The thrust of his homily, however, was a call for the world to rediscover its spirituality and a plea for support in a task he said "truly exceeds all human capacity".
Applause echoed around the colonnaded square as flag-waving pilgrims interrupted his powerful sermon more than 40 times, chanting "Benedict, Benedict," at the end of the speech.
The Pontiff, formerly Cardinal Joseph Ratzinger, was the austere guardian of Catholic orthodoxy under John Paul, but on Sunday he looked to soften his image and deflect concerns over his past as a tough doctrinal enforcer.
"My real programme of governance is not to do my own will, not to pursue my own ideas, but to listen, together with the whole Church, to the word and the will of the Lord," said the 78-year-old German to loud applause.
At the end of the 2-1/2 hour Mass, the Pope was driven around the square in a white, open-topped vehicle, smiling and waving as he passed through a sea of cheering pilgrims.
"I liked his homily a lot. He took up the previous pope's words. This should be a papacy of continuity," said Silvio Viccierhai, a 50-year old Italian.
Security was again tight, as it was for the funeral for John Paul. Rome shut its airspace, closed roads and had anti-aircraft missiles and a NATO plane guarding against attack.
OLD POPE
Benedict, the oldest man to be elected Pope for three centuries, takes over the Church at a time of dwindling congregations and an ageing base in Europe and stiff competition from evangelical sects for followers in the developing world.
In his first sermon as the 265th leader of the Church, delivered entirely in Italian, he focused on what he called a world of alienation, suffering and death that he said had become a spiritual wasteland.
Facing such woes, he said his Church was still very much alive, young and able to grow.
"There are so many kinds of desert. There is the desert of poverty, the desert of hunger and thirst, the desert of abandonment, of loneliness, of destroyed love," the Pope said.
"There is the desert of God's darkness, the emptiness of souls no longer aware of their dignity or the goal of human life. The external deserts in the world are growing, because the internal deserts have become so vast.
GOD'S AGENDA, NOT HIS
The Pope was elected in a secret conclave of the Church's 115 voting cardinals after just three rounds of voting last Tuesday. He is the 16th pontiff to take the name Benedict.
"My dear friends - at this moment I can only say: pray for me, that I may learn to love the Lord more and more," he said.
"Pray for me, that I may not flee for fear of the wolves."
Just before the Mass began, the Pope visited the tomb of the Church's first pope, St.

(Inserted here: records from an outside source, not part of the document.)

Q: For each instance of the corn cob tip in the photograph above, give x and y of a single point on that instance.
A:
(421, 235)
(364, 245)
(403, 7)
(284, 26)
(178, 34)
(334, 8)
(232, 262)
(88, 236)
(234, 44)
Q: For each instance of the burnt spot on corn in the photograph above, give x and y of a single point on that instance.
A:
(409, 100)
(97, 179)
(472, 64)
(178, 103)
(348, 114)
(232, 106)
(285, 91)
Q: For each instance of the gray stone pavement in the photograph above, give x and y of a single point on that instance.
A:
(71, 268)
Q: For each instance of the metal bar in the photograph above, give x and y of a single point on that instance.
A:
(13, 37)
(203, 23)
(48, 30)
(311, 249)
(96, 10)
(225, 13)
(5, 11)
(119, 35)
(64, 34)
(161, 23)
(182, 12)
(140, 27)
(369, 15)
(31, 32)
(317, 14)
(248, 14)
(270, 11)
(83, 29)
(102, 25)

Peter, who is buried in the crypt beneath the main altar of the vast basilica a short distance from where John Paul's remains were laid to rest on April 8.
The insignia of papal authority, the Fisherman's Ring and the pallium, a narrow stole of white wool, sat on St. Peter's tomb overnight and were presented to Benedict during Sunday's service, symbolising his assumption of pontificate power.
Many in the square and surrounding streets, where crowds followed the Mass on large television screens, were the Pope's compatriots waving German and Bavarian flags.
"It's a great feeling to have German pope," said Martin Hackmann, a 40 year-old salesman from northern Germany who got to the square at 4.00 am to get a good seat for the Mass.
But many were disappointed that he said nothing in German.
"We didn't understand much. There was some Latin, and we could understand that because we do it in school, but that was all," said Julian Bruening, 13, from Hardup in northern Germany.
Fewer world leaders were at Sunday's Mass than at John Paul's funeral, which with 2,500 dignitaries resembled a summit of the world's powerful. But the attendance list was still long with some 140 official delegations present.
Chancellor Gerhard Schroeder and President Horst Koehler headed the German delegation. The US group was led by Florida Governor Jeb Bush, brother of US President George W. Bush and a convert to Roman Catholicism.
Benedict's brother Georg, 81, who is a priest, was also present.